Familiar face at Walnut Street Theatre is bowing out

RALPHWEEKS
Ralph Weeks, marketing director of the Walnut Street Theatre, is ending his 14-year tenure.

One of Ralph Weeks’ great pleasures was to take visitors on a history tour of the two-century-old Walnut Street Theatre, showing off the paintings, statues, and memorabilia in the lobbies and on the walls, running down the list of great performers and performances from its 208 theater seasons. He was proud of the Walnut Street’s distinctive history, as the oldest theater in the country — it was founded in 1809 — and its equally distinctive business model, as a nonprofit theater with the largest direct-subscription base (around 56,000) of any theater in the country.

And now Weeks, director of marketing and public relations for the theater since 2003, becomes part of its history. He tendered his resignation on Aug. 11, and his last day on the job will be Sept. 8, after which he will return to his native North Carolina. No successor has been named yet.

“It may be a retirement, it may not be, I’m not quite sure,” Weeks said by phone. “Part of the freedom I have is that I can do so many new things. Perhaps I’ll live abroad, travel, be with family. After 14 years here, it’s great to have yet another new chapter.”

Weeks brought to his job both marketing and media experience and a deep commitment to theater. His career began with theater, took a detour through Wall Street, and returned. He started in New York at Circle Repertory and then Playwrights Horizons, where he was director of marketing. Then he went to Wall Street, working for investment banker Ivan Boesky before joining National Thrift News, showing a knack for rebranding the company and expanding its product line, which included publishing and CDs. In 1998 he went west, to become marketing director for the Pasadena Theatre. Five years later, he came to the Walnut Street Theatre in the same capacity.

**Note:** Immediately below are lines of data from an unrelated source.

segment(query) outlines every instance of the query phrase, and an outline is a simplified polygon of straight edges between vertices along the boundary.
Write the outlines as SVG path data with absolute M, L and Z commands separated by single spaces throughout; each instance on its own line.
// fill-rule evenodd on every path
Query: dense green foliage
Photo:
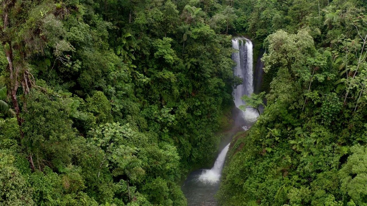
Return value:
M 234 5 L 243 28 L 265 40 L 274 78 L 264 113 L 232 142 L 220 203 L 366 205 L 367 2 Z
M 0 15 L 0 205 L 186 205 L 177 183 L 213 159 L 240 83 L 233 9 L 3 0 Z

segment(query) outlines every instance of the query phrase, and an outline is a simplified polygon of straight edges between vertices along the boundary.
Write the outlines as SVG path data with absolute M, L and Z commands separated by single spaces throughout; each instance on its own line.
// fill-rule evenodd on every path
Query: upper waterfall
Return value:
M 205 183 L 214 183 L 219 181 L 222 174 L 222 169 L 224 164 L 226 155 L 229 148 L 229 144 L 227 145 L 215 160 L 214 166 L 210 169 L 205 170 L 199 177 L 199 180 Z
M 234 74 L 243 80 L 243 84 L 233 90 L 235 104 L 239 107 L 246 104 L 241 98 L 244 95 L 250 96 L 254 92 L 252 44 L 249 39 L 237 37 L 232 40 L 232 46 L 238 51 L 232 54 L 232 59 L 236 63 L 233 69 Z M 257 112 L 252 108 L 247 108 L 243 113 L 244 119 L 249 123 L 256 121 L 258 116 Z

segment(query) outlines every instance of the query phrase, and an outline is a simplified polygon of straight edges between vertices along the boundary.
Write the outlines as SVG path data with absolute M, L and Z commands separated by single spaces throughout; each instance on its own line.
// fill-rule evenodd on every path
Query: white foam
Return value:
M 222 150 L 215 160 L 214 166 L 210 169 L 206 169 L 199 176 L 199 180 L 205 183 L 214 184 L 218 182 L 221 179 L 226 155 L 229 148 L 229 143 Z

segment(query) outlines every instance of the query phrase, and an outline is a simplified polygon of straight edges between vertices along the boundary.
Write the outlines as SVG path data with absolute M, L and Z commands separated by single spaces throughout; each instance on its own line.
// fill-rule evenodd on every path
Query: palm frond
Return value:
M 64 175 L 61 179 L 62 186 L 65 189 L 69 189 L 70 187 L 70 179 L 67 175 Z

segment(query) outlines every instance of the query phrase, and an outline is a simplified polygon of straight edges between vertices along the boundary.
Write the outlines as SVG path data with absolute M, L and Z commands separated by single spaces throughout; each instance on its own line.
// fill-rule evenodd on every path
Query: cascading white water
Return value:
M 235 104 L 238 108 L 246 104 L 241 98 L 244 95 L 250 96 L 254 92 L 252 45 L 250 40 L 237 37 L 232 40 L 232 46 L 238 51 L 232 54 L 232 59 L 237 63 L 234 69 L 234 74 L 243 80 L 243 84 L 233 90 Z M 256 121 L 258 115 L 257 111 L 252 108 L 246 108 L 246 111 L 243 112 L 244 119 L 250 123 Z
M 215 160 L 214 166 L 210 169 L 204 170 L 199 176 L 199 180 L 205 183 L 214 183 L 218 182 L 221 178 L 222 169 L 224 164 L 226 155 L 229 148 L 229 144 L 222 150 Z

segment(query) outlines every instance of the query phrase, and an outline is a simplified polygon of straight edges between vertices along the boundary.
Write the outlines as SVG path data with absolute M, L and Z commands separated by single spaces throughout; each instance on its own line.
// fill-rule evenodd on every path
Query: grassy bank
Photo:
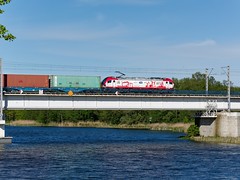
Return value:
M 100 121 L 95 121 L 95 122 L 79 121 L 77 123 L 50 122 L 48 124 L 41 124 L 41 123 L 38 123 L 37 121 L 32 121 L 32 120 L 16 120 L 16 121 L 11 121 L 7 123 L 7 125 L 10 125 L 10 126 L 99 127 L 99 128 L 170 130 L 170 131 L 176 131 L 176 132 L 187 132 L 187 129 L 191 124 L 192 123 L 149 123 L 149 124 L 133 124 L 133 125 L 128 125 L 128 124 L 112 125 L 112 124 L 106 124 Z
M 240 144 L 240 137 L 191 137 L 190 139 L 197 142 Z

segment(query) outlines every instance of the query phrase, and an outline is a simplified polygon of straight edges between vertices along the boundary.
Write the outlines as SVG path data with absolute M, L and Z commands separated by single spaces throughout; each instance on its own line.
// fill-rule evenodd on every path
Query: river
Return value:
M 239 179 L 240 145 L 183 133 L 6 126 L 0 179 Z

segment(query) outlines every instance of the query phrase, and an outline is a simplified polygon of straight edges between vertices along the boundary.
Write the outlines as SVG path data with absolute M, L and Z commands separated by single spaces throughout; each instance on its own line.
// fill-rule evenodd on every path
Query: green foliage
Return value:
M 11 0 L 0 0 L 0 6 L 6 5 L 10 3 Z M 4 13 L 2 9 L 0 9 L 0 14 Z M 4 25 L 0 24 L 0 38 L 6 41 L 13 41 L 16 39 L 14 35 L 8 32 L 7 28 Z
M 188 137 L 199 136 L 199 127 L 196 125 L 191 125 L 187 130 Z

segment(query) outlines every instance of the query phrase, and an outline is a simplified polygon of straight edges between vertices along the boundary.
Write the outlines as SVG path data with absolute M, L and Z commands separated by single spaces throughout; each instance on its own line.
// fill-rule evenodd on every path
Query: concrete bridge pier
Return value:
M 240 113 L 220 112 L 217 116 L 196 116 L 200 136 L 240 137 Z
M 0 120 L 0 144 L 12 143 L 12 137 L 5 137 L 5 121 Z

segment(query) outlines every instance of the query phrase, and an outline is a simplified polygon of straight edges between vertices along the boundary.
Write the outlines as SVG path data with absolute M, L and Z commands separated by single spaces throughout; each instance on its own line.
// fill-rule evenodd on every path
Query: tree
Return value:
M 6 5 L 10 3 L 11 0 L 0 0 L 0 6 Z M 0 9 L 0 14 L 4 13 L 2 9 Z M 0 24 L 0 38 L 6 41 L 13 41 L 16 37 L 8 32 L 7 28 Z

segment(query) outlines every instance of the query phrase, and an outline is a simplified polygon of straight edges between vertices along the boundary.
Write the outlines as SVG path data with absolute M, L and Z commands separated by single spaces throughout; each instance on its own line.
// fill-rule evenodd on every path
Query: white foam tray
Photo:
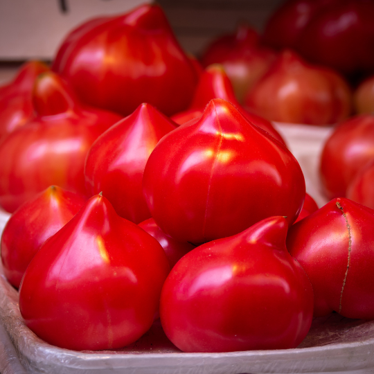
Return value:
M 319 154 L 332 129 L 285 124 L 276 127 L 301 166 L 308 192 L 319 206 L 323 205 L 326 200 L 318 181 Z M 8 217 L 0 212 L 0 230 Z M 5 278 L 1 265 L 0 320 L 19 361 L 31 373 L 374 373 L 374 321 L 348 319 L 337 314 L 314 319 L 307 337 L 296 349 L 184 353 L 167 339 L 159 322 L 139 341 L 122 350 L 75 352 L 59 348 L 39 339 L 25 326 L 19 313 L 18 294 Z

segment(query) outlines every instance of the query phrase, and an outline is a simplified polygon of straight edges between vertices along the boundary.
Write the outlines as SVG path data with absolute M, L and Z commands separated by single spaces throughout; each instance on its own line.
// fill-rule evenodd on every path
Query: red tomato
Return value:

The theater recently announced that the 2016-2017 season had been one of its most successful. Ticket sales at the main stage rose 16 percent over the previous year. The Independence Studio on 3 sold a record number of subscriptions, as did the Walnut Street Theatre for Kids season. Overall, the income from the 2016-2017 season was the second highest in the theater’s two centuries of operation. The theater’s 209th anniversary 2017-2018 season opens Sept. 5 with A Funny Thing Happened on the Way to the Forum.

“I love the Walnut Street Theatre, and I’ve always loved community theater,” Weeks said. “I believe in institutions like the Walnut Street that support the artists in their hometown. And I’ll keep working with communities that want to tell their stories, that use theater as a way to tell those stories.”